Muriel Mayette-Holtz : On est tous bouleversés. On considère, je crois que c'est le cas de tous les artistes, que tuer une pensée c’est extrêmement grave et on essaye qu'elle reste vivante. Nous allons proposer deux appartements pour les artistes qui ont pu fuir, j’espère, momentanément leur pays. On essayera de multiplier si jamais c'est nécessaire. Mais au-delà d’un refuge physique, il faut aussi leur permettre de continuer leur travail. Et donc, on leur ouvrira nos plateaux, notre atelier de construction pour qu'ils puissent continuer à s'exprimer, pour que la pensée reste vivante.
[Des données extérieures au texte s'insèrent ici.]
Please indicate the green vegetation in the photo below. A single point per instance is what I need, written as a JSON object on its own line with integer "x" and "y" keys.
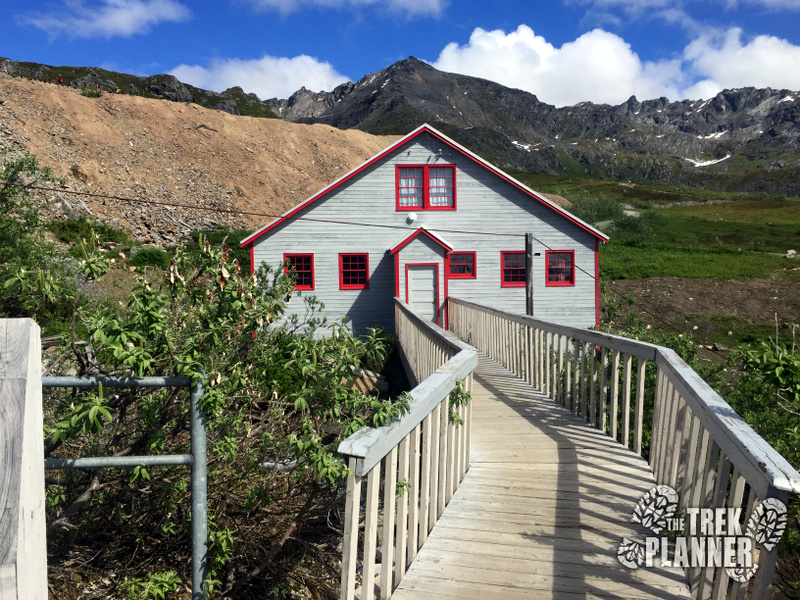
{"x": 276, "y": 396}
{"x": 618, "y": 261}
{"x": 91, "y": 92}
{"x": 150, "y": 257}
{"x": 231, "y": 238}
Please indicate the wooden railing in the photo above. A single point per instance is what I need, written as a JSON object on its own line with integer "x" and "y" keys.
{"x": 415, "y": 464}
{"x": 699, "y": 446}
{"x": 23, "y": 549}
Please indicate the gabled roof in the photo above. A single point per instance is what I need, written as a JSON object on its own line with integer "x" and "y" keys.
{"x": 406, "y": 240}
{"x": 293, "y": 213}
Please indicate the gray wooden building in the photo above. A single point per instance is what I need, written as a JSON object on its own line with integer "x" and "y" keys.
{"x": 426, "y": 219}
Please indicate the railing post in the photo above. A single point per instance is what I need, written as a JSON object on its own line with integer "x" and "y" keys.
{"x": 350, "y": 541}
{"x": 23, "y": 548}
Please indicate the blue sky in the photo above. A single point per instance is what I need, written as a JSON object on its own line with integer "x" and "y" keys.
{"x": 564, "y": 51}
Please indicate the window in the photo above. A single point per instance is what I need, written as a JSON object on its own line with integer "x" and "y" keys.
{"x": 353, "y": 271}
{"x": 426, "y": 187}
{"x": 302, "y": 265}
{"x": 462, "y": 265}
{"x": 513, "y": 266}
{"x": 560, "y": 267}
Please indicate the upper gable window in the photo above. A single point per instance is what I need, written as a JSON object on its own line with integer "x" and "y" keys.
{"x": 462, "y": 265}
{"x": 426, "y": 187}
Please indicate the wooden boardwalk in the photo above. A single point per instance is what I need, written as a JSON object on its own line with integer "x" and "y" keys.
{"x": 542, "y": 510}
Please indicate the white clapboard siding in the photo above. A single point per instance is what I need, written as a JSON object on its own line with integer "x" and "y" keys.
{"x": 23, "y": 551}
{"x": 486, "y": 204}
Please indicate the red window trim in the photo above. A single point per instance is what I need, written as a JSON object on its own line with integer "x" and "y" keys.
{"x": 425, "y": 187}
{"x": 451, "y": 275}
{"x": 287, "y": 256}
{"x": 503, "y": 282}
{"x": 547, "y": 280}
{"x": 354, "y": 286}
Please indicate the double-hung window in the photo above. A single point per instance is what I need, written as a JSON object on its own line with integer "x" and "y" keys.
{"x": 301, "y": 266}
{"x": 354, "y": 271}
{"x": 462, "y": 265}
{"x": 512, "y": 265}
{"x": 426, "y": 187}
{"x": 560, "y": 267}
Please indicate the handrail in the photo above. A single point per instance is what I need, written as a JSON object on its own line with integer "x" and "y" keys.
{"x": 699, "y": 446}
{"x": 415, "y": 463}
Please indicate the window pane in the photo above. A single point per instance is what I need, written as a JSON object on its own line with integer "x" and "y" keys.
{"x": 514, "y": 267}
{"x": 560, "y": 268}
{"x": 354, "y": 270}
{"x": 410, "y": 186}
{"x": 462, "y": 264}
{"x": 440, "y": 186}
{"x": 303, "y": 269}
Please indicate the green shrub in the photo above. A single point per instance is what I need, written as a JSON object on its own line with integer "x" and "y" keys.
{"x": 593, "y": 209}
{"x": 150, "y": 257}
{"x": 91, "y": 92}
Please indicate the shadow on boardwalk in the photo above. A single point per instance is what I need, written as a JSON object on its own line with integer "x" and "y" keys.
{"x": 542, "y": 510}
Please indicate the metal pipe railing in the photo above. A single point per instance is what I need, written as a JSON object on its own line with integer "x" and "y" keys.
{"x": 699, "y": 446}
{"x": 196, "y": 459}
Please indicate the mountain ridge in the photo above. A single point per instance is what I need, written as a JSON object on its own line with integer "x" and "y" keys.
{"x": 662, "y": 141}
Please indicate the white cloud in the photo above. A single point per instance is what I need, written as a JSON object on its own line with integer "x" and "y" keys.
{"x": 410, "y": 8}
{"x": 602, "y": 68}
{"x": 267, "y": 77}
{"x": 598, "y": 66}
{"x": 107, "y": 18}
{"x": 771, "y": 4}
{"x": 722, "y": 60}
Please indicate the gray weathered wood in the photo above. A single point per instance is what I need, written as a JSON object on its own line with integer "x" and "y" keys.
{"x": 371, "y": 532}
{"x": 758, "y": 462}
{"x": 350, "y": 543}
{"x": 23, "y": 552}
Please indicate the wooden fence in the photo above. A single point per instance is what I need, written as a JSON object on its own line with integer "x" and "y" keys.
{"x": 415, "y": 464}
{"x": 699, "y": 446}
{"x": 23, "y": 547}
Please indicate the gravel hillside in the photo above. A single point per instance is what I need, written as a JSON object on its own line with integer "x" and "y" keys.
{"x": 171, "y": 152}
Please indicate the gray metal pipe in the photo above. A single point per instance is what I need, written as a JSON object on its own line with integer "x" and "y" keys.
{"x": 197, "y": 459}
{"x": 109, "y": 462}
{"x": 127, "y": 382}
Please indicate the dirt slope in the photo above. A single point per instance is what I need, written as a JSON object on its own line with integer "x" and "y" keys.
{"x": 180, "y": 153}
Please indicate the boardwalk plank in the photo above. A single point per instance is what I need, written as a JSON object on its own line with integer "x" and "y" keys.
{"x": 541, "y": 511}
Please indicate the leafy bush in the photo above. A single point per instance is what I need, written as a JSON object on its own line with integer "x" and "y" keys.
{"x": 232, "y": 238}
{"x": 83, "y": 228}
{"x": 275, "y": 394}
{"x": 91, "y": 92}
{"x": 150, "y": 257}
{"x": 767, "y": 394}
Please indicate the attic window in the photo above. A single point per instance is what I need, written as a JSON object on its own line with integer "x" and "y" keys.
{"x": 462, "y": 265}
{"x": 560, "y": 267}
{"x": 426, "y": 187}
{"x": 302, "y": 267}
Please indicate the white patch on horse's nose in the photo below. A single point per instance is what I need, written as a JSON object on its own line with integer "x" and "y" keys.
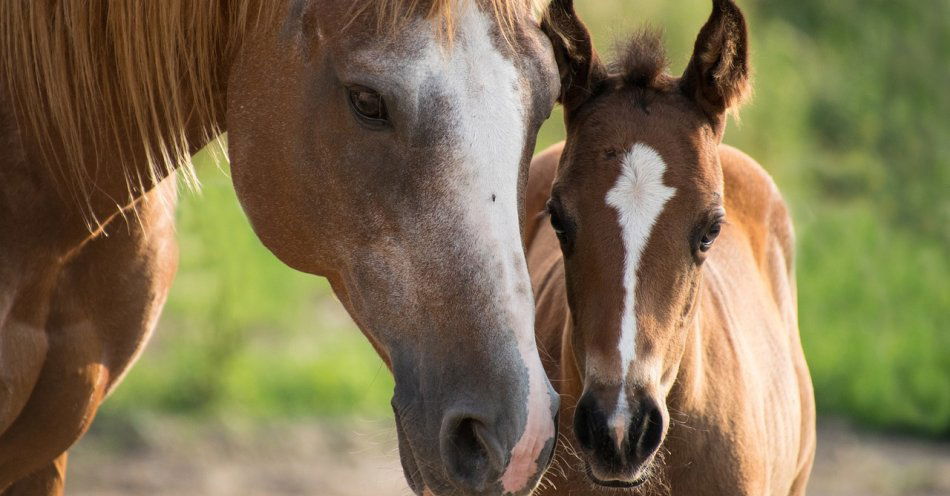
{"x": 639, "y": 197}
{"x": 618, "y": 422}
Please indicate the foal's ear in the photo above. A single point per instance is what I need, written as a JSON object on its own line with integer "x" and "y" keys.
{"x": 580, "y": 68}
{"x": 717, "y": 76}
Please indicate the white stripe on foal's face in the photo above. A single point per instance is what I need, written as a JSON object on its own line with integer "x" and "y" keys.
{"x": 639, "y": 197}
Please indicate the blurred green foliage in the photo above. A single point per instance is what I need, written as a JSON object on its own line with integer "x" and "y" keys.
{"x": 851, "y": 116}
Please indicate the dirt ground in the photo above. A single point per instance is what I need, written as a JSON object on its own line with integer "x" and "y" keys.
{"x": 167, "y": 457}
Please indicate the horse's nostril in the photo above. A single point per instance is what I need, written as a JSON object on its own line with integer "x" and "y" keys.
{"x": 473, "y": 458}
{"x": 649, "y": 431}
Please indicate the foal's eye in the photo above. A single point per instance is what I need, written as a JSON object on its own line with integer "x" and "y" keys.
{"x": 368, "y": 105}
{"x": 712, "y": 232}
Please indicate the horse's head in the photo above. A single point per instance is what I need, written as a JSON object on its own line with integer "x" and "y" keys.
{"x": 387, "y": 149}
{"x": 637, "y": 202}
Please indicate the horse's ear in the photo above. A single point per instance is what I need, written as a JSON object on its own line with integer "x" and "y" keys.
{"x": 580, "y": 68}
{"x": 717, "y": 76}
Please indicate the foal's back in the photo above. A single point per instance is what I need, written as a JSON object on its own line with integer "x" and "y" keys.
{"x": 744, "y": 394}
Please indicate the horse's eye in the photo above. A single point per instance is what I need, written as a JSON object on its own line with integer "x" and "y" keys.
{"x": 368, "y": 105}
{"x": 711, "y": 234}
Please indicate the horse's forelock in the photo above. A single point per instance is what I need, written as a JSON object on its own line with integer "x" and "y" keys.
{"x": 393, "y": 14}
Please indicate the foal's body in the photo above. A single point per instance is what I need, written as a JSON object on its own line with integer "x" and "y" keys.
{"x": 354, "y": 133}
{"x": 742, "y": 403}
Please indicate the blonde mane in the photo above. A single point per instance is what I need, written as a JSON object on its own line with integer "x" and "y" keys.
{"x": 390, "y": 14}
{"x": 88, "y": 73}
{"x": 82, "y": 71}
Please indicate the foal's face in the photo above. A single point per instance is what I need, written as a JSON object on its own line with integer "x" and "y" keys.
{"x": 637, "y": 204}
{"x": 394, "y": 165}
{"x": 637, "y": 201}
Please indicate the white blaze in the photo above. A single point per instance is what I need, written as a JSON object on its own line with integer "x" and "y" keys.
{"x": 639, "y": 196}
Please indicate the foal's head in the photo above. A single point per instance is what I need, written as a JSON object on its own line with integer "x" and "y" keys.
{"x": 385, "y": 145}
{"x": 637, "y": 203}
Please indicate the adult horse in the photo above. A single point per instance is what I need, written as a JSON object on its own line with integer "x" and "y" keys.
{"x": 382, "y": 144}
{"x": 663, "y": 274}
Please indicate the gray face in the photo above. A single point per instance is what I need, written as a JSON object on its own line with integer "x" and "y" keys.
{"x": 395, "y": 167}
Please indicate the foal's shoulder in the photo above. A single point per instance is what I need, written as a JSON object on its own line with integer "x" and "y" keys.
{"x": 755, "y": 202}
{"x": 540, "y": 177}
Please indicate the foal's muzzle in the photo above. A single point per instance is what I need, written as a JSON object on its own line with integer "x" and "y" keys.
{"x": 618, "y": 444}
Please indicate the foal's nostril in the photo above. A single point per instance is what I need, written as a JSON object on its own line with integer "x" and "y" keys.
{"x": 584, "y": 420}
{"x": 649, "y": 431}
{"x": 473, "y": 458}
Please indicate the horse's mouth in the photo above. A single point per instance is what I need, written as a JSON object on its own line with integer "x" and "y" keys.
{"x": 617, "y": 484}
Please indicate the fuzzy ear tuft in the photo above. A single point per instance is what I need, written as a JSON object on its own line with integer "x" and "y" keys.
{"x": 717, "y": 76}
{"x": 580, "y": 68}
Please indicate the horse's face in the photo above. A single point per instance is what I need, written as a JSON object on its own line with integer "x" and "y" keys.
{"x": 637, "y": 204}
{"x": 394, "y": 165}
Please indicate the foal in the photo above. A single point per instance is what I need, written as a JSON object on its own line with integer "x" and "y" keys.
{"x": 665, "y": 288}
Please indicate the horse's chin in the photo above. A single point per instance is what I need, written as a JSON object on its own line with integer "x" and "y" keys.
{"x": 642, "y": 477}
A votre connaissance, des artistes ukrainiens sont-ils d'ores et déjà arrivés à Nice ?

Certains sont déjà dans le sud et notamment vers Marseille. Et j'attends dans les heures qui viennent la possibilité d'avoir des noms d'artistes qui seraient d'accord pour venir à Nice. L'urgence aujourd'hui, je crois, c'est de les accompagner dans cette guerre atroce, donner des moyens financiers, donner des moyens physiques, c'est à dire des vivres, de quoi pouvoir résister et surtout leur permettre d'être accueillis dans les meilleures conditions. Si à un moment donné, ils arrivent sur notre territoire.

Prévoyez-vous des actions culturelles ?

On lit tous les samedis des textes de poètes ukrainiens gratuitement dans notre théâtre pour essayer que cette parole demeure. Il ne faut pas faire cette démarche uniquement par bonne conscience, il faut la faire par conviction et donc toute la troupe s’est emparée des auteurs qui leur sont chers. Nous enregistrons aussi sur nos réseaux sociaux des textes d'auteurs ukrainiens pour qu'ils aient des espaces pour pouvoir s'exprimer. C'est la possibilité que leur histoire, que leurs convictions, que leur poésie, leur vision existent et continuent à être vivante. Il me semble que c'est une façon aussi d'accompagner une vraie résistance.